Dhaliwal氏はMotherboardのメールで、「一般的に、ほとんどの言語は、最もリソースの高い言語で並列データを持つ傾向があることが観察されました。単にリソースの少ない言語よりもフランス語のデータがはるかに多いため、文章はリソースの少ない言語よりもフランス語に翻訳される可能性が高くなります」と、述べている。
英語やフランス語のような高リソース言語では、文の平行度が平均4である傾向があった。アフリカのウォロフ語やコーサ語のような低リソース言語では、平均並列度は8.6であった。さらに、低リソース言語では、翻訳がかなり悪い傾向があった。
研究者らは論文で、「多言語並行訳は2言語並行訳よりも質が著しく低いことがわかった」と、述べている。
この結果は、機械翻訳されたコンテンツがWeb上の翻訳、特にリソースの少ない言語への翻訳の大部分を占めていることを示唆しており、AIモデルの学習にそのようなコンテンツを使用することについての懸念を提起している、と研究チームは述べている。
この研究の著者らは、AIモデルの学習データをフィルタリングする際に、多言語主義を考慮に入れるなどして機械翻訳を検出すれば、モデルの品質向上に役立つ可能性があることを示唆している。

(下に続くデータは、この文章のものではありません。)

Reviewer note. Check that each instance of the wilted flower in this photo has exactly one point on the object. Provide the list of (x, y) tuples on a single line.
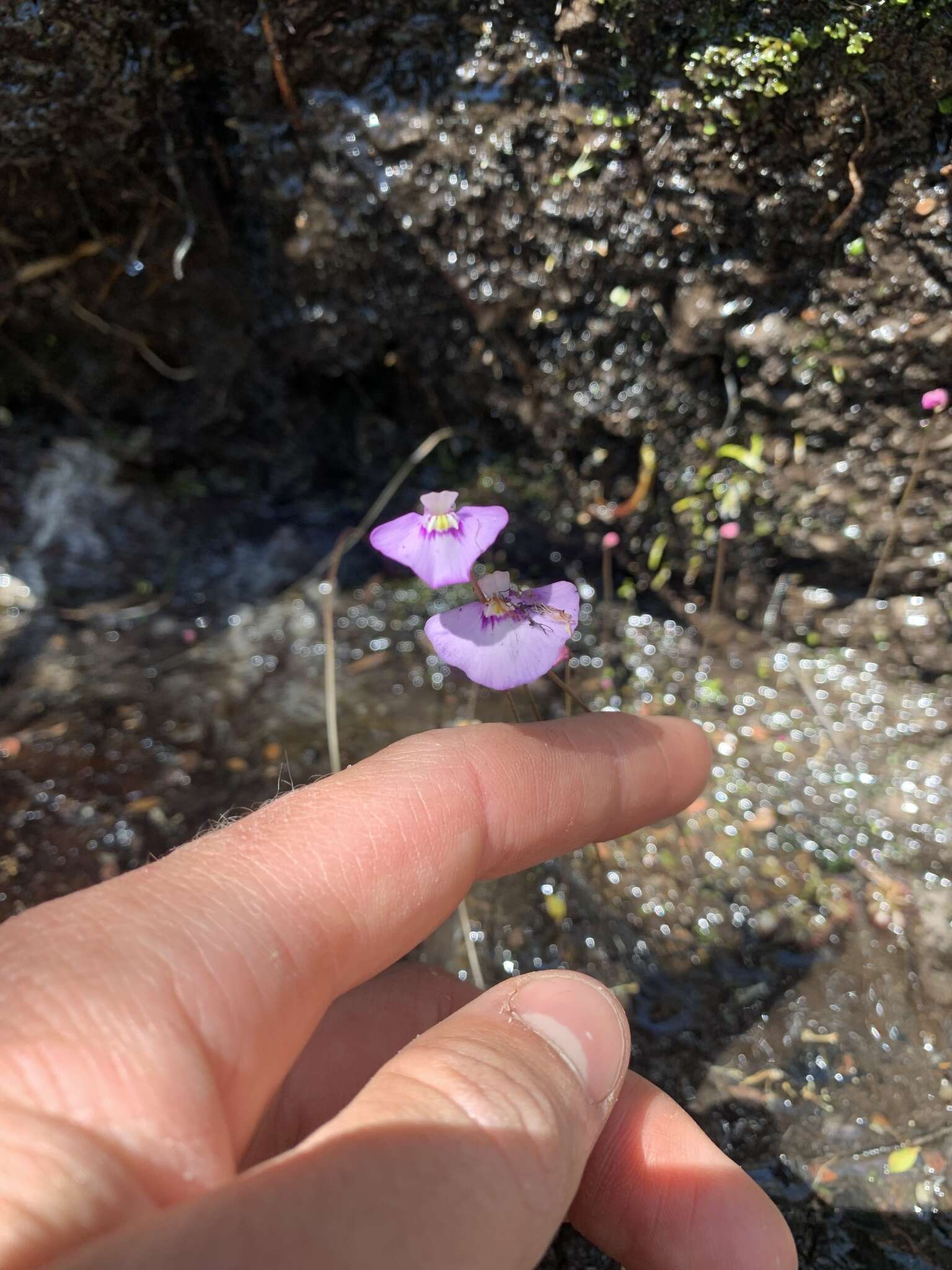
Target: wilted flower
[(507, 637), (936, 399), (442, 544)]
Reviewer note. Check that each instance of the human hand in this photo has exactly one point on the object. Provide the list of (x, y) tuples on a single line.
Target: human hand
[(200, 1068)]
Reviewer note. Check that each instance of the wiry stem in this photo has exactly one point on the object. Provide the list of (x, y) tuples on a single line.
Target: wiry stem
[(897, 516), (347, 540), (466, 928), (607, 588), (330, 655), (719, 575), (569, 691), (353, 536)]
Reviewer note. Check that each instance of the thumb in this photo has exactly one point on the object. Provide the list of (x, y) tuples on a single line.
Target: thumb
[(465, 1150)]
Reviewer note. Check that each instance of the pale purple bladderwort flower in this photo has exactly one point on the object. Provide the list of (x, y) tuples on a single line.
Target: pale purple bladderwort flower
[(442, 544), (507, 637)]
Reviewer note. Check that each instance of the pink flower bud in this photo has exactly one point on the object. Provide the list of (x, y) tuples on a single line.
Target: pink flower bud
[(936, 399)]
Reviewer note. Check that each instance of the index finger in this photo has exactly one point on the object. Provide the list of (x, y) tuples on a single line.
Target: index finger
[(253, 930)]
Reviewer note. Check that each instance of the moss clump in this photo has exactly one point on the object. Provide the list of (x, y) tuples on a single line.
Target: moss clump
[(752, 64), (739, 52)]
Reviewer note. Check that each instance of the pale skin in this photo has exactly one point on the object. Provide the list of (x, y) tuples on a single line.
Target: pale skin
[(213, 1062)]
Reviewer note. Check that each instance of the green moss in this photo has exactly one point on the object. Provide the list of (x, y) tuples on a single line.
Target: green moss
[(736, 54)]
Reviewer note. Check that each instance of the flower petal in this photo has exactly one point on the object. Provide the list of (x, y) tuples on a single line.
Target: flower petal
[(399, 539), (442, 558), (507, 653)]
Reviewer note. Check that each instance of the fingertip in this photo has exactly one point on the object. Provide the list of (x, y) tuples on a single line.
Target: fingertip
[(658, 1193), (578, 1018)]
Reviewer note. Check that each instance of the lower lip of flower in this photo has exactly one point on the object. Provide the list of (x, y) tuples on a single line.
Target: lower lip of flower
[(447, 522), (498, 610)]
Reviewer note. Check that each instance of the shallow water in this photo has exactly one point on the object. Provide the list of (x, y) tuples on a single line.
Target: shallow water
[(782, 946)]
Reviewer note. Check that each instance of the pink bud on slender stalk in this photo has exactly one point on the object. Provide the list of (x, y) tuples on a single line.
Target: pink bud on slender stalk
[(609, 544)]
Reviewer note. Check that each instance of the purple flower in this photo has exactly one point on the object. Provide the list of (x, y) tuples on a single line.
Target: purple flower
[(508, 637), (442, 545), (936, 399)]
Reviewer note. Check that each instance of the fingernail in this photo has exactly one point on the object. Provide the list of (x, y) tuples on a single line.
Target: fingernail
[(579, 1019)]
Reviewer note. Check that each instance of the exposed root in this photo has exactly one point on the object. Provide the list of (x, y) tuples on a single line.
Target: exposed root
[(856, 180), (281, 75)]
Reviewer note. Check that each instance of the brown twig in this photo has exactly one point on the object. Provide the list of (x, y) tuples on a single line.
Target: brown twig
[(281, 75), (178, 374), (856, 180), (36, 270), (50, 386), (607, 587)]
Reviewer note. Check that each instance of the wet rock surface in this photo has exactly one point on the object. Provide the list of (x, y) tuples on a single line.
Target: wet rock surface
[(658, 270), (781, 948)]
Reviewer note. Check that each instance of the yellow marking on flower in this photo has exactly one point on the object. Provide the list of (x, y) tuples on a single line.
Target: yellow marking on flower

また、機械翻訳されたコンテンツがAIモデルの訓練や性能に与える影響をさらに調査する必要性も強調している。
現代のAIは、通常数千億トークンから数兆トークンという膨大な量の学習データによって実現されている。この規模での学習は、Webスクレイピングされたデータでのみ可能である。
我々の発見は、多言語モデルビルダーに多くの懸念を提起するものだ:流暢さ(特に文全体)と精度はMTデータの方が低く、幻覚を多く含む流暢でないモデルが生成される可能性がある。 また、選択バイアスは、MTのエラーを考慮する前であっても、データが低品質である可能性を示している。
論文
参考文献
研究の要旨
我々は、Web上のコンテンツが多くの言語に翻訳されていることが多く、これらの多方向翻訳の品質が低いことから、機械翻訳(MT)を使用して作成された可能性が高いことを示している。多方向並列の機械生成コンテンツは、低リソース言語の翻訳を支配しているだけでなく、それらの言語のウェブコンテンツ全体の大部分を占めている。また、多くの言語に翻訳されるコンテンツのタイプに選択バイアスがある証拠も見つかっており、低品質の英語コンテンツがMTによって多くの低リソース言語に大量に翻訳されていることと一致している。我々の研究は、ウェブからスクレイピングされたモノリンガルデータとバイリンガルデータの両方で、多言語大規模言語モデルのようなモデルをトレーニングすることについての深刻な懸念を提起している。